Hi. My name is Mary James Sue. I am depressed and have blonde hair and blue orbs. I think I'm very ugly, even though I look like a supermodel. I get bullied in school by popular mean girls and bad boys who press me to a wall and threaten me. I'm not like other girls, I'm smart and I like baggy clothes because for some reason all the other girls wear tight jeans, tight skirts, and tight shirts. Also, I don't like going to parties and I read books and draw instead. 

Wow, right off the bat, you're making us listen to your entire life story? Psh, I've got better things to do, but since I and my readers have to suffer, I'll let you continue.

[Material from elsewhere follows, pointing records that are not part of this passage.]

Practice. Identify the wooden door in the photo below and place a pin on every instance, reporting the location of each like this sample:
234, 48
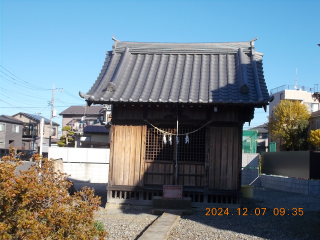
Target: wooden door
127, 152
224, 157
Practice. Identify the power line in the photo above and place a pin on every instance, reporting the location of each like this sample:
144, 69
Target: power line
21, 80
9, 90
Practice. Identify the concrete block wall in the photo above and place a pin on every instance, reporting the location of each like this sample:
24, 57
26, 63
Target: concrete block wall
86, 172
86, 165
287, 184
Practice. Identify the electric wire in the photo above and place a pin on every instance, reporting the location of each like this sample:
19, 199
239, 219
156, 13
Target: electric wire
21, 80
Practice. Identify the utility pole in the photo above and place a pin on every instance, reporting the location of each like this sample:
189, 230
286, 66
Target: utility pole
52, 109
52, 103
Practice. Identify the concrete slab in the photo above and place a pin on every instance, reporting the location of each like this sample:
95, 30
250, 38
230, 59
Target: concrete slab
161, 228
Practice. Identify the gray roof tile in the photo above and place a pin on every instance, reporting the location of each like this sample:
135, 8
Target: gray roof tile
81, 110
181, 72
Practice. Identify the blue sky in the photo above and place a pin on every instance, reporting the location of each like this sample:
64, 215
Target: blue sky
64, 42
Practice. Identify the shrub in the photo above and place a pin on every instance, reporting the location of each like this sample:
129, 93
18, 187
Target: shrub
314, 138
35, 204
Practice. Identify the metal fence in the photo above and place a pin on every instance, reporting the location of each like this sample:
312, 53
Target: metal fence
299, 164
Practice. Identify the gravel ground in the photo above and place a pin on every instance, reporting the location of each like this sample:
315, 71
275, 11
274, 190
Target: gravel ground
130, 223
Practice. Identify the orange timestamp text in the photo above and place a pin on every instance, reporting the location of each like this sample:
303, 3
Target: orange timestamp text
257, 212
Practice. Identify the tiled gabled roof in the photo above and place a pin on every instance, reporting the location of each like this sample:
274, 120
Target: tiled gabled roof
81, 110
181, 72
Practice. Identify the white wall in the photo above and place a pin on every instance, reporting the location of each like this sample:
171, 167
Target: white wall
84, 164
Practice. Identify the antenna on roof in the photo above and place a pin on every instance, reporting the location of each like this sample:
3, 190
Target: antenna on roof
296, 80
113, 38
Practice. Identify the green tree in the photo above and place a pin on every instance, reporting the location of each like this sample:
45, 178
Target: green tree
35, 204
67, 140
289, 124
314, 138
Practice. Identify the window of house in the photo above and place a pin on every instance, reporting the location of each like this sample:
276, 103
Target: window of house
15, 128
314, 107
53, 131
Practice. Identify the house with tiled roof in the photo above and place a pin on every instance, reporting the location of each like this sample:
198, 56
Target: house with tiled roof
88, 124
315, 120
31, 131
178, 111
10, 134
262, 141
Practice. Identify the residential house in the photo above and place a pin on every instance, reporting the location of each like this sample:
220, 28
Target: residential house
31, 131
315, 120
295, 93
94, 136
10, 134
178, 111
88, 124
314, 123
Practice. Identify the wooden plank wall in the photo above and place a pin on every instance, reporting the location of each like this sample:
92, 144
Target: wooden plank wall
127, 153
158, 173
191, 175
224, 157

BEEP BEEP BEEP!! My alarm clock began to ring. I slammed my mighty fist into it and groaned. "UGH!!! Why does it have to ring so early!? I have to sleep!"

Uh, Because you set the time?

"Oh Honey! It's time for school!" My mom yelled cheerfully downstairs. I rolled over and cuddled my fluffy blanket. 

"Fine, whatever," I muttered. I got up and slipped on my slippers. I put on a baggy hoodie and baggy jeans. I don't put as much effort into my looks as the other girls in school. I don't get why any of them would want to wear such tight clothes.

Lady, when it comes to some of us, the effort you speak of probably doesn't exist. My face is caked with zits. Do I wear makeup? No. Do I wear tight jeans? Yes, sometimes, though I'm very self-conscious. AM I A SL*T? NO. Plus, again, just because some people put effort into their looks doesn't mean they're a frigging gardening tool.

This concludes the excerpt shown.